Friday, May 28, 2010

Ángel Caído


There is a statue in the Retiro Park of the Ángel Caído, the Fallen Angel. We made of special trip to find it on a sunny weekend morning. And it has me thinking. Not about Lucifer, or redemption, or the hopelessness thereof for fallen angels or people guilty of deadly sins. It has me thinking about art and how we respond to it.

This beautiful sculpture stands on top of a tall pillar, making it very difficult to really experience. I’d read about how spectacular the Ángel Caído was, but I was a little disappointed. I was much more engaged by the gargoyle-like fountains around its base. If there was a story told, I heard it through these scary creatures at eye level. I walked around and around examining the details: who was eating what and why?



Art surrounds us, both religious and secular. Images of Mary and Jesus and the saints. Kings and queens. Conquerors. Explorers. Events both real and mythological. Art is important so we don’t forget our stories, our history.

I'm wondering about how we respond to art. And the fact that how it is displayed impacts our experience of it greatly. Lucifer at the top of the pillar does not move me. Later I saw a replica of the same statue, its pedestal raised it only inches, meaning that this Lucifer was at eye level. I circled him, enchanted by the figure’s beauty, the anguish on his face, the serpent pulling him to the pits of hell.
In Catholic Spain, when you visit a church, you are more likely than not to see people kneeling, praying, crying, at an image of Mary.
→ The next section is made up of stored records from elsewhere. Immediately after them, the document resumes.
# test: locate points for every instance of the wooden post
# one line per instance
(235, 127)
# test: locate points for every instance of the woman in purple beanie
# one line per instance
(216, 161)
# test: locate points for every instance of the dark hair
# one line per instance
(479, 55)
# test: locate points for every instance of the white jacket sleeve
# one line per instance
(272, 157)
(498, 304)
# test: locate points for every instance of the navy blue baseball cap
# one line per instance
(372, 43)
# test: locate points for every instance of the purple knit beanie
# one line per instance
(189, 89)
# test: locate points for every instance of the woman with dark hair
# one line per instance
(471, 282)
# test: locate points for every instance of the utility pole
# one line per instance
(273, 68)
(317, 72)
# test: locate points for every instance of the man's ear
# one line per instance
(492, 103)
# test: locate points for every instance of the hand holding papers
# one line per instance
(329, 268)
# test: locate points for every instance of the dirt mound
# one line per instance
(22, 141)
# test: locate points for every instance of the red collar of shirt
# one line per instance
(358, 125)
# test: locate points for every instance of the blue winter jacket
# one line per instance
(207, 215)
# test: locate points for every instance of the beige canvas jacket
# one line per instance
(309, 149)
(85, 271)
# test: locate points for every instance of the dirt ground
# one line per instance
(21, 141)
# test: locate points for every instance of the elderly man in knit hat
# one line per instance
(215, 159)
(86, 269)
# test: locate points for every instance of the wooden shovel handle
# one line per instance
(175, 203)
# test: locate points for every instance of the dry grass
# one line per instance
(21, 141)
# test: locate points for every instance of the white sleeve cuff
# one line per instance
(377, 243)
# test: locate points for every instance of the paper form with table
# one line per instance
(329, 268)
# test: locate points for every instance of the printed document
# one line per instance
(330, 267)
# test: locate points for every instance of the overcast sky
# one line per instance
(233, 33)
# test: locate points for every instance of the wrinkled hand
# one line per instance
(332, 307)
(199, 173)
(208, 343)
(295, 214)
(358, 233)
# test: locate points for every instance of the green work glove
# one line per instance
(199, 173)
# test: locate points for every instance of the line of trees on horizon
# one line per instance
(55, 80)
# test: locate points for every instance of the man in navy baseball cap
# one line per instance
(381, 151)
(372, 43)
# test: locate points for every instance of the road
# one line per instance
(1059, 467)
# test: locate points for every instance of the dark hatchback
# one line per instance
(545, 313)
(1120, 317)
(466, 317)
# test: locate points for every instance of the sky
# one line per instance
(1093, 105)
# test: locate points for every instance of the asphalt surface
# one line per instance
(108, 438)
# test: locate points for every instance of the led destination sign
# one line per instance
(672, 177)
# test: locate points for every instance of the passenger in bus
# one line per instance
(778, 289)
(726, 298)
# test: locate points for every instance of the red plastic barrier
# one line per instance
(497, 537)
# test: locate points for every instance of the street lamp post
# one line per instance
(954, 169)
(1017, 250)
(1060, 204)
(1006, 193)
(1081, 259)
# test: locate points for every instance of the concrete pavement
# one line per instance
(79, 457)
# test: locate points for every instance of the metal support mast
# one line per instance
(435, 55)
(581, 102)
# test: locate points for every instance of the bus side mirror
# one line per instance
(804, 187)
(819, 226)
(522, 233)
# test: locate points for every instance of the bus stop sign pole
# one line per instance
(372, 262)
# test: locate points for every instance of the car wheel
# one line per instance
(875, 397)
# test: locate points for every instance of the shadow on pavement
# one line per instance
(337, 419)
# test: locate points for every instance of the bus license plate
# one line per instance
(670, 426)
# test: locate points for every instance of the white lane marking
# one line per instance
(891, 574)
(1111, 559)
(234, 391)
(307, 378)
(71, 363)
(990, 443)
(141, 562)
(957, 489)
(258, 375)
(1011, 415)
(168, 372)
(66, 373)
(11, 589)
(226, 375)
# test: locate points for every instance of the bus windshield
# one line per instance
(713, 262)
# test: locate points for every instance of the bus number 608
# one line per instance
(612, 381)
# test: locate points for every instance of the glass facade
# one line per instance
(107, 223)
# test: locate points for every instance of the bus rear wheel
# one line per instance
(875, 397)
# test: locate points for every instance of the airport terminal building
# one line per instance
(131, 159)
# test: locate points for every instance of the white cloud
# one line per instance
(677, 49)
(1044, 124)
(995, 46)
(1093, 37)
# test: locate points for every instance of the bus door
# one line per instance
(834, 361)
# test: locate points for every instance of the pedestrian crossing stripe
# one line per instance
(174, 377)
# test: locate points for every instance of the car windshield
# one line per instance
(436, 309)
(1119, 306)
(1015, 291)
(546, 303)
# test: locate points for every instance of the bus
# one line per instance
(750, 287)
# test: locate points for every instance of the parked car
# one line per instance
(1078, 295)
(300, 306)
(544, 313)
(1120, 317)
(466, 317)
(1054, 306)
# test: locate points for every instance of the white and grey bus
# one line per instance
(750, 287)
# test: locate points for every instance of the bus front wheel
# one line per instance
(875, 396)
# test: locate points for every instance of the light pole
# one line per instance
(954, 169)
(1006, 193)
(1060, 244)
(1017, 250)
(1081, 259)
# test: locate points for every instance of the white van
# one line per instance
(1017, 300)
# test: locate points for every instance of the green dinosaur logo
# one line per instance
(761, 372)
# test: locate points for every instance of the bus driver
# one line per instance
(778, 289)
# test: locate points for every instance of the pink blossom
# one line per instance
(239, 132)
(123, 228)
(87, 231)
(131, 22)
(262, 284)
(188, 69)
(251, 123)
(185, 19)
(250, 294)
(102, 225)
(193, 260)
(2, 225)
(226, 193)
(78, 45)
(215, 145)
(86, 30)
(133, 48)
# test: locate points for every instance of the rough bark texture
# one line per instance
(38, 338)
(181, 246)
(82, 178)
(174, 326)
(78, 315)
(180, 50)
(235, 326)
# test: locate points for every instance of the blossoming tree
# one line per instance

Is it the art that moves them, or simply that it is Mary? Or that the person moved to tears is in a holy place that has set the stage?

In the Prado, I get to thinking about all those altarpiece paintings of Mary with bared breast. I can’t help but think that they were a distraction to the altar boys. There is one painting in particular that baffles me. Murillo’s The Virgin Appears to St. Bernard. In it, Mary squirts milk from her bare, engorged breast straight at St. Bernard’s lips. Maybe I’m just a non-religious cynic, but I’m having a hard time believing that all the altar boys and celibate monks were thinking about St. Bernard’s holiness when they saw this painting hanging over the altar when their attention wandered during mass. But who knows, maybe when it's up behind the altar, it's different.

But in the Prado, I'm somewhat irritated about seeing Mary’s breasts everywhere. I’m not offended by her breasts, or images of her nursing her baby. I’m irritated that the church flaunts Mary’s holy breasts everywhere, while, apparently every other female breast throughout history has been sinful. What would St. Bernard have said to a young nursing mother with equally bared chest in the town square? And thus my mind wanders.

In the museum, it's too much. Too many images in one place, out of place. It's too easy to take them out of context and end up in a feminist rant. They weren't really meant to be seen this way. They were meant to be displayed in a holy place, where people go to worship. It's too easy to end up back at the base of the pillar laughing at the coarse creatures, entirely missing the story going on above.